To avoid overfitting in decision trees, you can implement the following strategies:

1. **Limit the maximum depth of the tree:** One of the simplest ways to prevent overfitting is to limit the maximum depth of the tree. This prevents the tree from becoming too complex and fitting the training data too closely.

2. **Set a minimum number of samples per leaf node:** By specifying a minimum number of samples required to be at a leaf node, you can prevent the tree from creating nodes with very few samples, which might be noisy.

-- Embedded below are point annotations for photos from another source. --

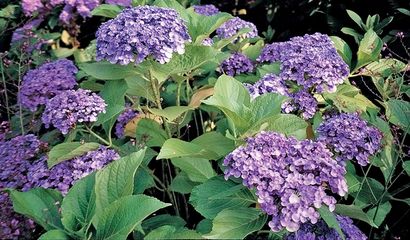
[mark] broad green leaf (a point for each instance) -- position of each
(197, 169)
(216, 194)
(170, 113)
(162, 220)
(117, 179)
(369, 49)
(343, 49)
(174, 148)
(330, 220)
(108, 71)
(354, 212)
(68, 150)
(118, 219)
(170, 232)
(182, 184)
(215, 142)
(78, 206)
(398, 113)
(106, 10)
(236, 223)
(53, 235)
(39, 204)
(378, 214)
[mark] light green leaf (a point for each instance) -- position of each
(330, 220)
(54, 235)
(216, 194)
(117, 179)
(197, 169)
(119, 218)
(354, 212)
(78, 206)
(69, 150)
(236, 223)
(39, 204)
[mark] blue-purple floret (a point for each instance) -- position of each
(16, 155)
(122, 121)
(236, 64)
(45, 82)
(292, 178)
(321, 231)
(350, 137)
(64, 175)
(231, 27)
(311, 61)
(139, 32)
(207, 9)
(70, 107)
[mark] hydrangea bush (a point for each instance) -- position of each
(184, 114)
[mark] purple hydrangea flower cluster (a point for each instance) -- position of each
(320, 231)
(125, 3)
(350, 137)
(122, 121)
(299, 101)
(207, 9)
(311, 61)
(46, 81)
(291, 177)
(65, 174)
(231, 27)
(139, 32)
(71, 106)
(15, 156)
(236, 64)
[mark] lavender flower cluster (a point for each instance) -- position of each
(311, 61)
(45, 82)
(72, 106)
(231, 27)
(350, 137)
(123, 119)
(299, 101)
(139, 32)
(291, 177)
(65, 174)
(236, 64)
(15, 157)
(320, 231)
(207, 9)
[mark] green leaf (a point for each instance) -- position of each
(106, 10)
(197, 169)
(39, 204)
(216, 194)
(68, 150)
(108, 71)
(53, 235)
(170, 232)
(356, 18)
(174, 148)
(330, 220)
(117, 179)
(78, 206)
(170, 113)
(236, 223)
(354, 212)
(369, 49)
(119, 218)
(398, 113)
(162, 220)
(378, 214)
(182, 184)
(343, 49)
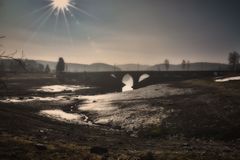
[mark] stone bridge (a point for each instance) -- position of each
(114, 79)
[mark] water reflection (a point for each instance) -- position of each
(61, 88)
(66, 117)
(143, 77)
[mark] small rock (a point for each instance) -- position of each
(99, 150)
(148, 156)
(40, 146)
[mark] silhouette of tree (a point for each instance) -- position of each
(47, 69)
(167, 64)
(60, 65)
(183, 65)
(188, 65)
(9, 56)
(233, 59)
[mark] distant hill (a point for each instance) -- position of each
(133, 67)
(74, 67)
(199, 66)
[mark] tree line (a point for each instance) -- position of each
(233, 62)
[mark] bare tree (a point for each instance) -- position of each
(234, 60)
(6, 55)
(188, 65)
(183, 65)
(167, 64)
(60, 65)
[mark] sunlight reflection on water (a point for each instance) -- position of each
(66, 117)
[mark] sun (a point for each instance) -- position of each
(60, 5)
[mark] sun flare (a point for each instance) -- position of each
(60, 4)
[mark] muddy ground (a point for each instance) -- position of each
(202, 125)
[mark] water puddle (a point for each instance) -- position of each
(61, 88)
(143, 77)
(31, 99)
(66, 117)
(228, 79)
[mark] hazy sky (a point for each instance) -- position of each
(123, 31)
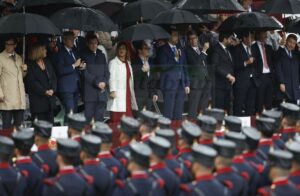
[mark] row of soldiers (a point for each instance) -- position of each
(200, 158)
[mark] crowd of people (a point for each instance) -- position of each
(213, 156)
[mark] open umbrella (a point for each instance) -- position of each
(256, 21)
(144, 31)
(25, 23)
(46, 7)
(143, 11)
(210, 6)
(281, 7)
(109, 7)
(176, 16)
(84, 19)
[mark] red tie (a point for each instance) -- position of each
(265, 56)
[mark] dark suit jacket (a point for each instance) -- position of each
(197, 68)
(67, 77)
(37, 83)
(141, 79)
(172, 71)
(242, 73)
(222, 65)
(258, 62)
(96, 71)
(287, 73)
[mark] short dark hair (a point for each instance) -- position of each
(224, 35)
(292, 36)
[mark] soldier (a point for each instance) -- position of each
(76, 125)
(172, 163)
(139, 183)
(45, 158)
(23, 142)
(205, 183)
(290, 115)
(158, 168)
(250, 175)
(276, 115)
(208, 127)
(102, 177)
(224, 171)
(164, 123)
(219, 115)
(105, 157)
(266, 126)
(14, 183)
(294, 148)
(233, 123)
(129, 129)
(68, 181)
(188, 133)
(148, 122)
(280, 164)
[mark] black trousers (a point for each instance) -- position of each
(198, 100)
(244, 100)
(17, 116)
(47, 116)
(264, 96)
(94, 110)
(223, 99)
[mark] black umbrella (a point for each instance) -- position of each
(25, 23)
(281, 7)
(109, 7)
(175, 16)
(211, 6)
(46, 7)
(84, 19)
(143, 10)
(144, 31)
(256, 21)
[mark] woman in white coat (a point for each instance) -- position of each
(122, 98)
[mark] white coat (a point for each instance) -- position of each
(117, 83)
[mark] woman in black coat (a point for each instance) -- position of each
(41, 84)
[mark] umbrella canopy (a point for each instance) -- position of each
(175, 16)
(211, 6)
(46, 7)
(109, 7)
(26, 23)
(281, 7)
(144, 31)
(84, 19)
(144, 10)
(256, 21)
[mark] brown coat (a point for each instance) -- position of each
(11, 83)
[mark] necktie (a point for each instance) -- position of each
(265, 61)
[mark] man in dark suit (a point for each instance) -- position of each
(263, 63)
(67, 69)
(144, 78)
(222, 63)
(174, 81)
(287, 71)
(244, 71)
(198, 74)
(96, 77)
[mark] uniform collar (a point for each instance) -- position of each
(67, 170)
(139, 175)
(24, 159)
(43, 147)
(156, 166)
(4, 165)
(91, 162)
(204, 177)
(224, 170)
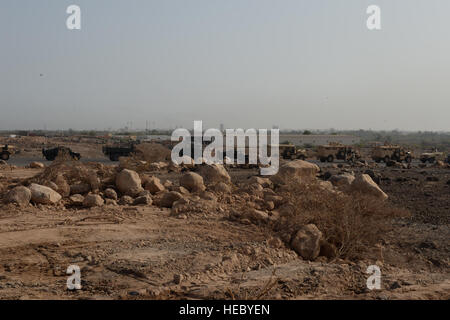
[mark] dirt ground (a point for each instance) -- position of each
(142, 252)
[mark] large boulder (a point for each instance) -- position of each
(80, 188)
(154, 185)
(93, 200)
(76, 200)
(110, 194)
(264, 182)
(63, 187)
(37, 165)
(143, 200)
(43, 195)
(342, 180)
(169, 198)
(306, 242)
(20, 195)
(128, 182)
(214, 173)
(298, 170)
(364, 184)
(192, 181)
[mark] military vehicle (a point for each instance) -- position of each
(432, 157)
(5, 152)
(114, 152)
(289, 151)
(389, 153)
(337, 151)
(51, 154)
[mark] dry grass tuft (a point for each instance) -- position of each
(352, 223)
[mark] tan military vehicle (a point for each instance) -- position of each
(389, 153)
(333, 152)
(432, 157)
(289, 151)
(6, 151)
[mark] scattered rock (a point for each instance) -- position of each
(93, 200)
(214, 173)
(342, 180)
(76, 200)
(126, 200)
(37, 165)
(81, 188)
(178, 278)
(143, 200)
(192, 181)
(110, 194)
(63, 187)
(153, 185)
(306, 242)
(128, 182)
(299, 170)
(264, 182)
(20, 195)
(221, 187)
(110, 202)
(180, 189)
(43, 195)
(169, 198)
(364, 184)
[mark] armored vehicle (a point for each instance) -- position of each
(432, 157)
(53, 153)
(5, 152)
(389, 153)
(332, 152)
(114, 152)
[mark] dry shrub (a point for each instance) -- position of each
(352, 223)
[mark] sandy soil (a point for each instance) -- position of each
(141, 252)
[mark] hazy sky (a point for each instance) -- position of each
(244, 63)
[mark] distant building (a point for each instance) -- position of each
(316, 140)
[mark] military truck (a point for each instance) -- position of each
(389, 153)
(6, 152)
(51, 154)
(331, 152)
(432, 157)
(289, 151)
(114, 152)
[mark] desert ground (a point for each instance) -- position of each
(166, 234)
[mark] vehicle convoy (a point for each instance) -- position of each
(53, 153)
(389, 153)
(332, 152)
(289, 151)
(432, 157)
(5, 152)
(114, 152)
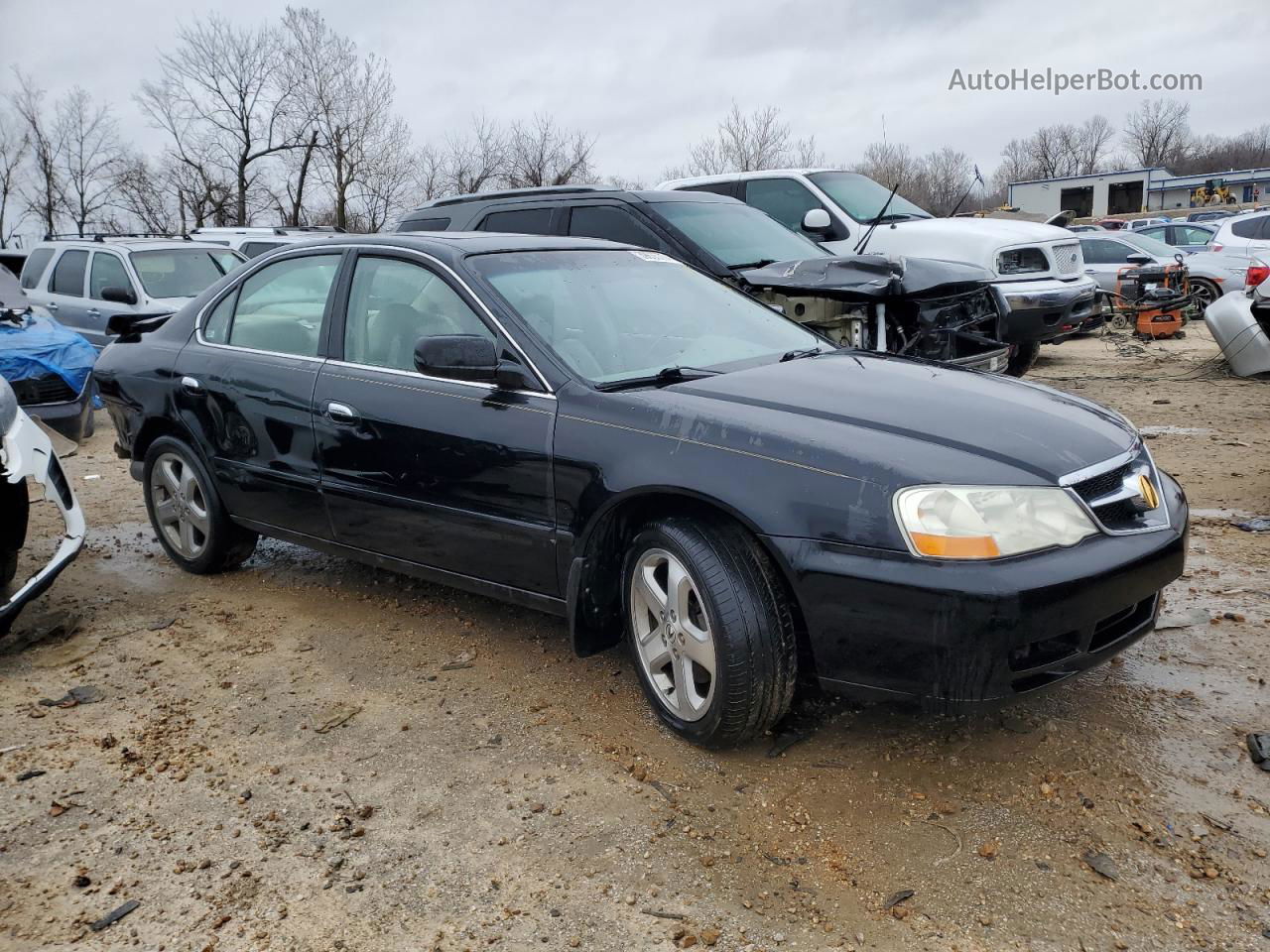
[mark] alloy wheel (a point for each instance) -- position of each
(674, 636)
(180, 504)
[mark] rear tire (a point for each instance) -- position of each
(710, 630)
(187, 513)
(1023, 357)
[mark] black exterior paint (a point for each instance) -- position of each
(516, 493)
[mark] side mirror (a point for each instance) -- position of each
(466, 357)
(119, 296)
(817, 222)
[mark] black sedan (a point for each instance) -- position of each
(601, 431)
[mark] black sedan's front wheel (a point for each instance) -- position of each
(187, 513)
(710, 630)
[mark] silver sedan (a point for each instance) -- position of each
(1211, 273)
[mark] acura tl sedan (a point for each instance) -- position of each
(604, 433)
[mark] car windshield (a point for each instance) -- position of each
(738, 235)
(862, 198)
(1152, 246)
(182, 272)
(626, 315)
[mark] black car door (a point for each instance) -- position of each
(245, 389)
(445, 474)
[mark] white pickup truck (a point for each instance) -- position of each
(1039, 268)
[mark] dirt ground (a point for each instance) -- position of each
(310, 754)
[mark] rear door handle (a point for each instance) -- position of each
(341, 413)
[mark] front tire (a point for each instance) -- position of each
(710, 630)
(187, 513)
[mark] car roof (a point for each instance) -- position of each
(453, 245)
(439, 208)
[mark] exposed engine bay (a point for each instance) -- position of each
(919, 307)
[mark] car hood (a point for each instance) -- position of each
(892, 420)
(974, 239)
(871, 277)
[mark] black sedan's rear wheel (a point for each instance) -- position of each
(187, 513)
(708, 629)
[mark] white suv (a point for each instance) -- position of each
(254, 240)
(1243, 235)
(86, 281)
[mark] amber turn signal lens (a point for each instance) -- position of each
(955, 546)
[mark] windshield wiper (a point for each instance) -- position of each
(799, 354)
(667, 375)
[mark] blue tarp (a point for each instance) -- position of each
(37, 345)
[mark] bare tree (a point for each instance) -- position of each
(44, 190)
(223, 98)
(541, 154)
(14, 144)
(90, 155)
(1159, 132)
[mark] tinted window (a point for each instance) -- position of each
(108, 272)
(615, 225)
(1102, 252)
(1248, 227)
(68, 275)
(393, 303)
(425, 225)
(525, 221)
(258, 248)
(784, 199)
(182, 272)
(281, 306)
(35, 267)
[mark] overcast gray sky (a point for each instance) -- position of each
(649, 77)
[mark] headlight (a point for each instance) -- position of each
(8, 407)
(1023, 261)
(989, 522)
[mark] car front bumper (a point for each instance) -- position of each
(28, 452)
(1047, 308)
(887, 624)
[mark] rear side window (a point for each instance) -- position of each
(426, 225)
(524, 221)
(615, 225)
(258, 248)
(1241, 227)
(35, 268)
(107, 272)
(784, 199)
(68, 275)
(280, 307)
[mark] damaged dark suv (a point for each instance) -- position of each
(601, 431)
(945, 311)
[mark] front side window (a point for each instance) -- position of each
(738, 235)
(68, 275)
(108, 272)
(612, 223)
(182, 272)
(619, 315)
(280, 308)
(35, 268)
(522, 221)
(393, 303)
(785, 199)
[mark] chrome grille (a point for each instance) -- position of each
(1112, 495)
(1067, 258)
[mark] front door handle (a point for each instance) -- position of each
(341, 413)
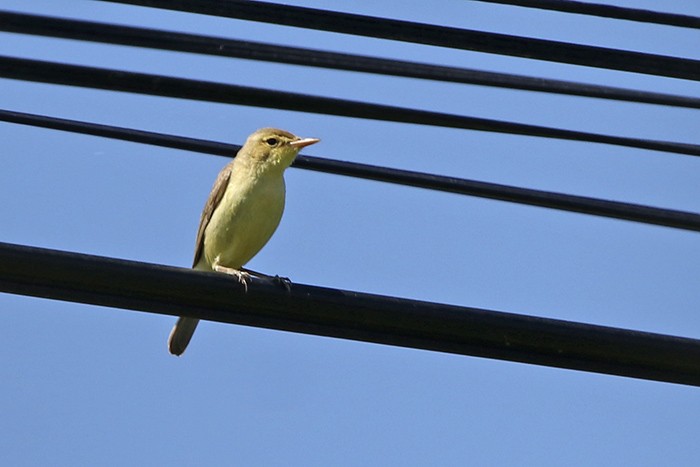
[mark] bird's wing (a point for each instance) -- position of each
(217, 192)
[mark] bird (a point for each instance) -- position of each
(242, 212)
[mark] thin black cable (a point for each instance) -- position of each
(158, 85)
(345, 314)
(219, 46)
(546, 199)
(429, 34)
(606, 11)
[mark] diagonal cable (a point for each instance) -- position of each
(223, 47)
(158, 85)
(546, 199)
(346, 314)
(606, 11)
(429, 34)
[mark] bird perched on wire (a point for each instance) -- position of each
(242, 212)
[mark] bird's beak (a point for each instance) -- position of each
(302, 143)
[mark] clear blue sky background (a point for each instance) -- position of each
(85, 385)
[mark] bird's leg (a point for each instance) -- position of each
(283, 281)
(240, 274)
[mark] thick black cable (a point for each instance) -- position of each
(158, 85)
(606, 11)
(546, 199)
(429, 34)
(344, 314)
(219, 46)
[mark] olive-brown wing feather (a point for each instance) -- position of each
(217, 193)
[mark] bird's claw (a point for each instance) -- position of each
(284, 282)
(242, 276)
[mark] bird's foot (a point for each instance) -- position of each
(242, 276)
(283, 281)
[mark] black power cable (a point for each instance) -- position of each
(158, 85)
(465, 39)
(580, 204)
(349, 315)
(219, 46)
(606, 11)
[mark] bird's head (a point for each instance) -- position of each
(270, 148)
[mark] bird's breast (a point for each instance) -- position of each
(244, 220)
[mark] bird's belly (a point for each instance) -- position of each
(242, 224)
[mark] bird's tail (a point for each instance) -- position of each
(181, 334)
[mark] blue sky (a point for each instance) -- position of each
(85, 385)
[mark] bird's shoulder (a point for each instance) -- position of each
(217, 193)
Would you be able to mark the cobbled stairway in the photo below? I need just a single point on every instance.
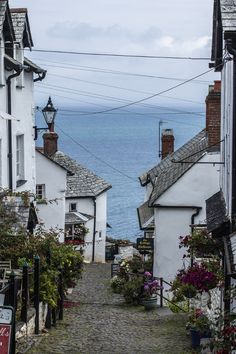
(100, 323)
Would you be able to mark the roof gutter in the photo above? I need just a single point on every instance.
(230, 46)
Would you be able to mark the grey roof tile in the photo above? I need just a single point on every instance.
(83, 183)
(166, 173)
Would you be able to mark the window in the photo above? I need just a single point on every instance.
(40, 192)
(73, 207)
(20, 157)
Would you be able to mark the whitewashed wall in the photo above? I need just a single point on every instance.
(86, 205)
(192, 189)
(51, 215)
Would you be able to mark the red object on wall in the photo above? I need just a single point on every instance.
(5, 338)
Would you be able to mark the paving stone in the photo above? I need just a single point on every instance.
(101, 323)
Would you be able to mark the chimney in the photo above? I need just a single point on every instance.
(167, 141)
(213, 114)
(50, 143)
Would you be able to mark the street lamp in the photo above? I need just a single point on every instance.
(49, 113)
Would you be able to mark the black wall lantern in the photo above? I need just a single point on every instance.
(49, 113)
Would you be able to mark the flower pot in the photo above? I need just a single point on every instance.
(149, 304)
(195, 338)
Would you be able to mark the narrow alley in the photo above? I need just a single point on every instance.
(100, 322)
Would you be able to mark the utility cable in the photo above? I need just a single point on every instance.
(116, 72)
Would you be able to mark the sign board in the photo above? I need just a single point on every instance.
(114, 269)
(145, 245)
(6, 321)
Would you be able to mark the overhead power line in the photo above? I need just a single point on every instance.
(114, 72)
(95, 156)
(119, 55)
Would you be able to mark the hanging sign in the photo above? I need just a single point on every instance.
(6, 320)
(145, 245)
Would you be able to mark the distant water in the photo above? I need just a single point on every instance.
(130, 143)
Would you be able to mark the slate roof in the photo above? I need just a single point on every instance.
(166, 173)
(216, 211)
(83, 183)
(146, 216)
(21, 26)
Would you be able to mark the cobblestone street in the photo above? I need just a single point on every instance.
(102, 323)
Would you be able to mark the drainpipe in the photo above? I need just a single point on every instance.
(94, 227)
(10, 167)
(41, 77)
(192, 227)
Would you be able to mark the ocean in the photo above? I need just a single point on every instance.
(120, 147)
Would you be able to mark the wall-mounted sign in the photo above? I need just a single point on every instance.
(145, 245)
(6, 321)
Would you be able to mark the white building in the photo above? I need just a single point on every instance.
(85, 206)
(221, 207)
(176, 190)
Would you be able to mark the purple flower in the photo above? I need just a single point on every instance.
(147, 274)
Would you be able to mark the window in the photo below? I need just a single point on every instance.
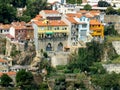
(84, 25)
(49, 28)
(88, 19)
(83, 32)
(57, 28)
(41, 28)
(65, 28)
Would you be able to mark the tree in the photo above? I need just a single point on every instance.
(118, 11)
(97, 68)
(18, 3)
(7, 13)
(87, 56)
(24, 78)
(34, 6)
(107, 81)
(87, 7)
(24, 18)
(60, 84)
(110, 10)
(110, 30)
(5, 80)
(74, 1)
(103, 4)
(43, 86)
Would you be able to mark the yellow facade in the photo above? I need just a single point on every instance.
(61, 29)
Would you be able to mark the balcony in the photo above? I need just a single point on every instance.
(52, 31)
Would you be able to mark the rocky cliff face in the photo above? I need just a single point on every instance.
(2, 45)
(22, 54)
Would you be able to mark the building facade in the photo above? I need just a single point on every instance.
(97, 29)
(50, 35)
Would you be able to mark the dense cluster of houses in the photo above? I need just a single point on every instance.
(54, 31)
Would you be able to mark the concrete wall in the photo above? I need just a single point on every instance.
(116, 45)
(42, 44)
(115, 19)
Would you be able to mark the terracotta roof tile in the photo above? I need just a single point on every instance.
(51, 12)
(1, 60)
(94, 22)
(72, 20)
(51, 23)
(74, 15)
(11, 73)
(5, 26)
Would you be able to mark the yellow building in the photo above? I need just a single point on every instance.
(96, 28)
(52, 35)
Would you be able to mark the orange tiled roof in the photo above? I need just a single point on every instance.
(74, 15)
(1, 60)
(72, 20)
(94, 22)
(11, 73)
(51, 11)
(8, 73)
(89, 15)
(82, 11)
(38, 17)
(21, 26)
(51, 23)
(5, 26)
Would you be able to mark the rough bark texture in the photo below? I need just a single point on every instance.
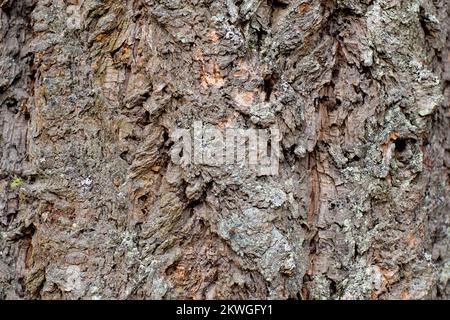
(92, 205)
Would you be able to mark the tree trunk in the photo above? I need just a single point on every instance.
(93, 203)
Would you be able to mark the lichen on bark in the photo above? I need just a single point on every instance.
(92, 91)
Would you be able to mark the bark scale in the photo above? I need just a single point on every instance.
(92, 204)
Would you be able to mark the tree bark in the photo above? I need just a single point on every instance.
(93, 205)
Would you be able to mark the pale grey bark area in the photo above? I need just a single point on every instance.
(92, 205)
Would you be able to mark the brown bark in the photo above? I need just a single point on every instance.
(93, 205)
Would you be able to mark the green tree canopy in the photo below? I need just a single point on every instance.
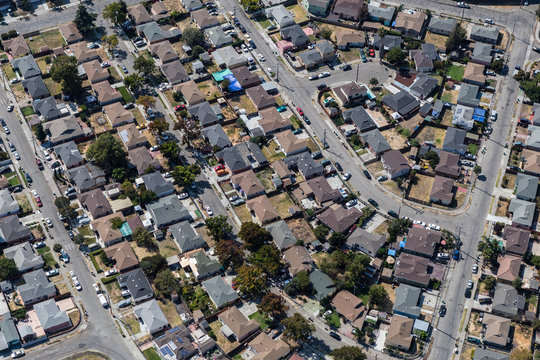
(107, 152)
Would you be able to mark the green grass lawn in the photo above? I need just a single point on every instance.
(456, 72)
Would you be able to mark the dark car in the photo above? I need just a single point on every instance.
(367, 174)
(334, 335)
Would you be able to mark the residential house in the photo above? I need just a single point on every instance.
(347, 39)
(150, 314)
(411, 24)
(36, 88)
(448, 165)
(65, 129)
(442, 191)
(69, 154)
(203, 113)
(260, 97)
(522, 212)
(442, 26)
(83, 53)
(247, 184)
(217, 37)
(350, 93)
(368, 243)
(203, 19)
(174, 72)
(399, 333)
(51, 318)
(517, 240)
(488, 34)
(280, 14)
(322, 284)
(474, 74)
(408, 301)
(509, 268)
(353, 10)
(469, 95)
(374, 140)
(381, 13)
(131, 136)
(507, 302)
(496, 330)
(142, 160)
(412, 269)
(219, 291)
(265, 348)
(96, 203)
(156, 182)
(26, 66)
(289, 143)
(16, 46)
(12, 231)
(137, 284)
(395, 164)
(402, 102)
(36, 287)
(242, 157)
(167, 211)
(94, 72)
(24, 257)
(482, 54)
(295, 35)
(454, 141)
(298, 259)
(122, 256)
(263, 209)
(236, 325)
(282, 235)
(350, 307)
(317, 7)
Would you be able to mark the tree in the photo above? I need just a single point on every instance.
(84, 20)
(170, 150)
(297, 328)
(377, 294)
(108, 152)
(146, 101)
(229, 253)
(326, 33)
(144, 65)
(39, 131)
(63, 204)
(455, 38)
(143, 238)
(218, 227)
(8, 269)
(64, 71)
(152, 265)
(134, 82)
(254, 235)
(193, 37)
(166, 283)
(300, 284)
(337, 240)
(115, 12)
(273, 305)
(251, 280)
(268, 258)
(348, 353)
(110, 40)
(185, 175)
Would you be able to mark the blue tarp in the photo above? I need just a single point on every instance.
(234, 85)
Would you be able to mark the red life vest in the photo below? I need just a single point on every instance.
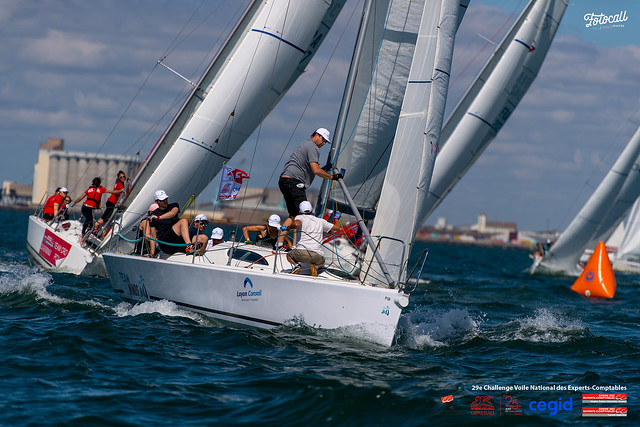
(94, 194)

3. **Prune the tree:** After the tree has been built, you can prune it by removing nodes that do not contribute significantly to improving the model's performance.

4. **Use feature selection or dimensionality reduction techniques:** Before training the tree, you can perform feature selection or apply dimensionality reduction techniques to reduce the number of features used in the training process.

5. **Use ensemble methods:** Ensemble methods like Random Forests or Gradient Boosting combine multiple decision trees to improve generalization and reduce overfitting.

6. **Cross-validation:** Use techniques like k-fold cross-validation to evaluate the model's performance on different subsets of the data. This helps you get a more robust estimate of the model's performance.

7. **Collect more data:** Having more data can help the model generalize better, as it has more examples to learn from.

8. **Regularization techniques:** Some variants of decision trees, like Regularized Greedy Forests, include regularization terms that help prevent overfitting.

9. **Early stopping:** During the training process, monitor the performance on a validation set and stop training once the performance plateaus or starts to degrade.

Remember that the choice of which method(s) to use will depend on the specific problem, the nature of the data, and the behavior of the decision tree during training. It's often a good practice to try multiple approaches and evaluate their performance.